Mi amigo y compañero de primaria y
secundaria, quien era hijo del ganadero de ‘Rancho Seco’, quien a su vez era
amigo de mi padre pues papá lo proveía de aceites lubricantes para los camiones
y tractores de su ganadería (papá hacía amigos a sus clientes con suma
facilidad y ellos lo querían mucho); mi amigo, les decía, no hundió la barriga
pero el torazo de cuatro años y quinientos kilos de peso sí le hundió el cuerno
en la cavidad pélvica. Ese enorme cuerno se regodeó incursionando y haciendo
destrozos en ese pozo de vida donde trabajan las grandes y gruesas arterias
ilíacas, los largos y finos ureteros que comunican a los riñones con la vejiga,
el misterioso apéndice, los intestinos y, en la mujer, los órganos maravillosos
que se fecundan y procrean como son los ovarios y la matriz adornada con sus
trompas de Falopio arriba y a cada lado, como las finas astas de una vaquilla
brava.
Fue operado por no quiero saber quién en
la plaza, como se hacía en aquellos años (hoy en día se estabiliza al torero y
se le manda en ambulancia a un importante y bien equipado centro hospitalario
para ser operado ahí) y días después fue reoperado por mi maestro en el
Sanatorio de las Américas. Las cosas no se hicieron bien desde un principio. No
se pudo ‘desfacer el entuerto’ y mi amigo, que aquella noche se había vestido
de luces por vez primera (sólo había toreado de corto, estilo campero y de
charro) y que salió en el paseíllo unos pasos atrás de los dos figurones pues
nada más iba de ‘sobresaliente’ para dar algún quite en el tercio de varas;
seguramente como gesto complaciente del empresario hacia el ganadero. Ese amigo
se murió.
Le pegó el tétanos y se murió.
Desgraciadamente no murió de
complicaciones viscerales, que hubieran sido menos dolorosas y factibles de mitigar. Se murió de
tétanos como cualquier indigente en un solar, como cualquier teporocho tirado
en un baldío, como cualquier campesino en el culo del mundo.

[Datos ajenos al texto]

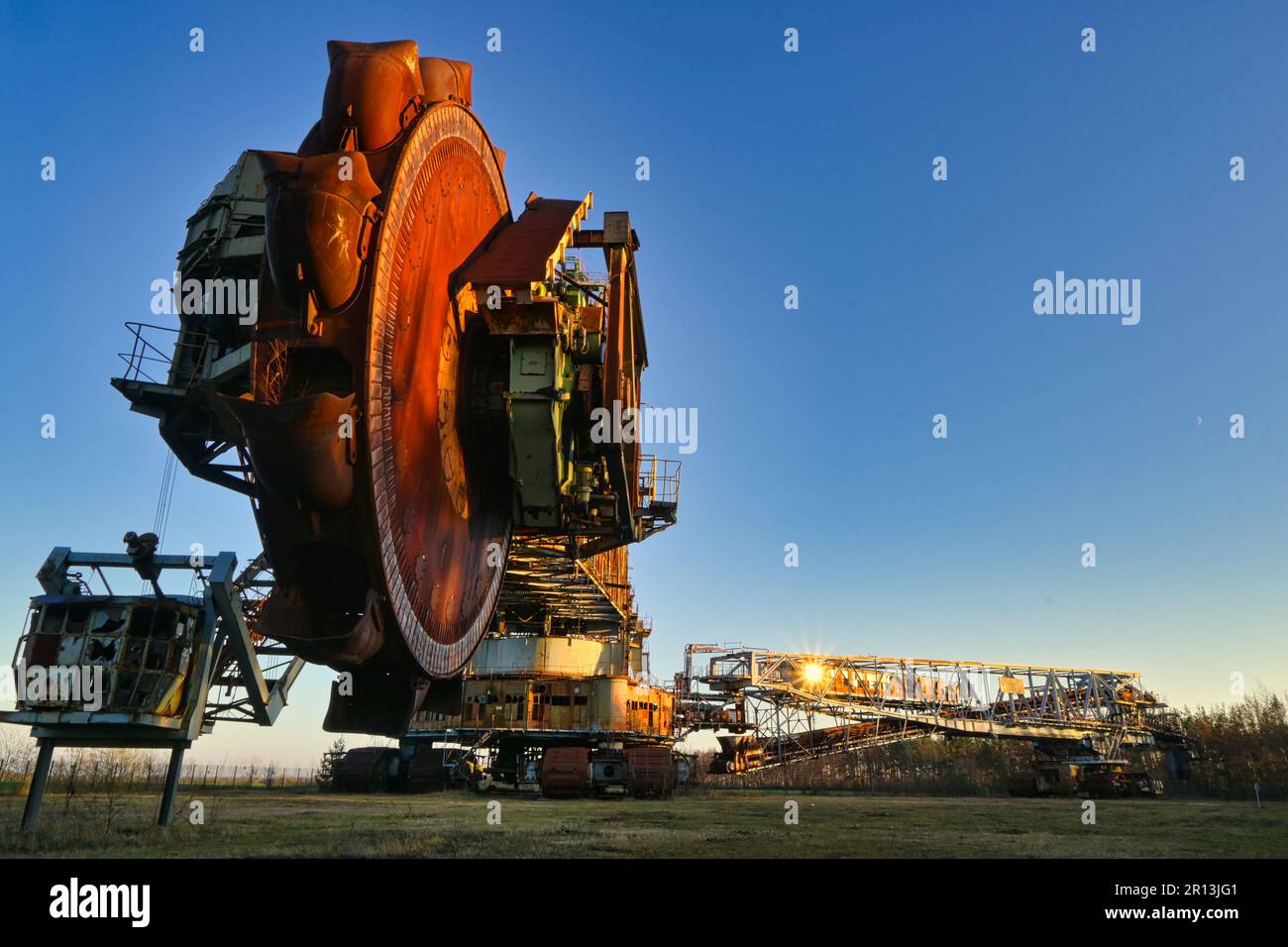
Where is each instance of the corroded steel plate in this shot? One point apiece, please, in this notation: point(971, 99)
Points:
point(442, 510)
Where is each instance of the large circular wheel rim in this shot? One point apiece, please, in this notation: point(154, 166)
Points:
point(433, 544)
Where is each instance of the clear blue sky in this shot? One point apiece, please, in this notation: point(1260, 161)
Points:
point(768, 169)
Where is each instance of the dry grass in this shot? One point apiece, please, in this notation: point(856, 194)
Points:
point(728, 825)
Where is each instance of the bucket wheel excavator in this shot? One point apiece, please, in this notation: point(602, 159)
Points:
point(413, 397)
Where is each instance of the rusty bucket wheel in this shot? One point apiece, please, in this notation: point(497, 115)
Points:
point(389, 541)
point(441, 492)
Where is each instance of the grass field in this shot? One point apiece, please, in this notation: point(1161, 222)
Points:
point(725, 825)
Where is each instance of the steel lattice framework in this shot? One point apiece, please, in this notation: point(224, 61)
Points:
point(879, 699)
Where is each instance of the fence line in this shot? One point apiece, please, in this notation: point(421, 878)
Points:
point(108, 772)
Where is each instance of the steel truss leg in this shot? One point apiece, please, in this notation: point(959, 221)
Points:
point(39, 780)
point(171, 787)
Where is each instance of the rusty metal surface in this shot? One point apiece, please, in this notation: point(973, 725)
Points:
point(522, 253)
point(651, 771)
point(566, 771)
point(384, 512)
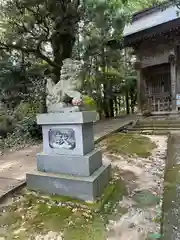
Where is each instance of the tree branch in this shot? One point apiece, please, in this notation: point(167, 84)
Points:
point(37, 52)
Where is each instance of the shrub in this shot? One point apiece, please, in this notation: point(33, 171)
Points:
point(89, 103)
point(28, 128)
point(6, 125)
point(26, 109)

…De tétanos ¿¡qué poca madre verdad!?
...otro caso con cierto parecido fue el de Manolete catorce años antes, en que
los tejidos fueron reparados pero en que la muerte llegó por otros caminos,
bioquímicos y microscópicos no solucionables con pinzas, bisturí, separadores y
ligaduras, sino con precauciones que no se tomaron, como la de pasar la sangre
adecuada (a partir de la muerte de Manolete algunos grandes toreros, como los
pertenecientes al clan Dominguín (Luis Miguel Dominguín y Antonio Ordóñez,
entre otros) llevaban su propia ambulancia con sangre compatible por las plazas
de provincia donde toreaban; lo cual les fue criticado por esa fanaticada
taurina que quiere ver el peligro y la muerte en todo su macabro esplendor,
confundiendo la temeridad y la imprevisión con el valor).
Muertes que se hubieran evitado, repito,
no sólo con habilidad quirúrgica, sino con sangre compatible como en el caso de
Manuel Rodríguez o con antitoxina tetánica, como en el caso de Carlos, mi amigo
desde la niñez, quien murió en opistótonos: terrible calambre de todo el
cuerpo, de la cabeza a los pies, que te pone como cuerda de guitarra tensa,
curva y dolorosa, apoyado en la cama sólo por la coronilla y los talones
mientras esperas en un grito que te llegue la muerte y te haga descansar.
Creo que el toro que llevó a la muerte a este
buen compañero y amigo; toro que provenía de la misma ganadería de su padre,
murió de un modo mil veces preferible tanto en dignidad como en sufrimiento.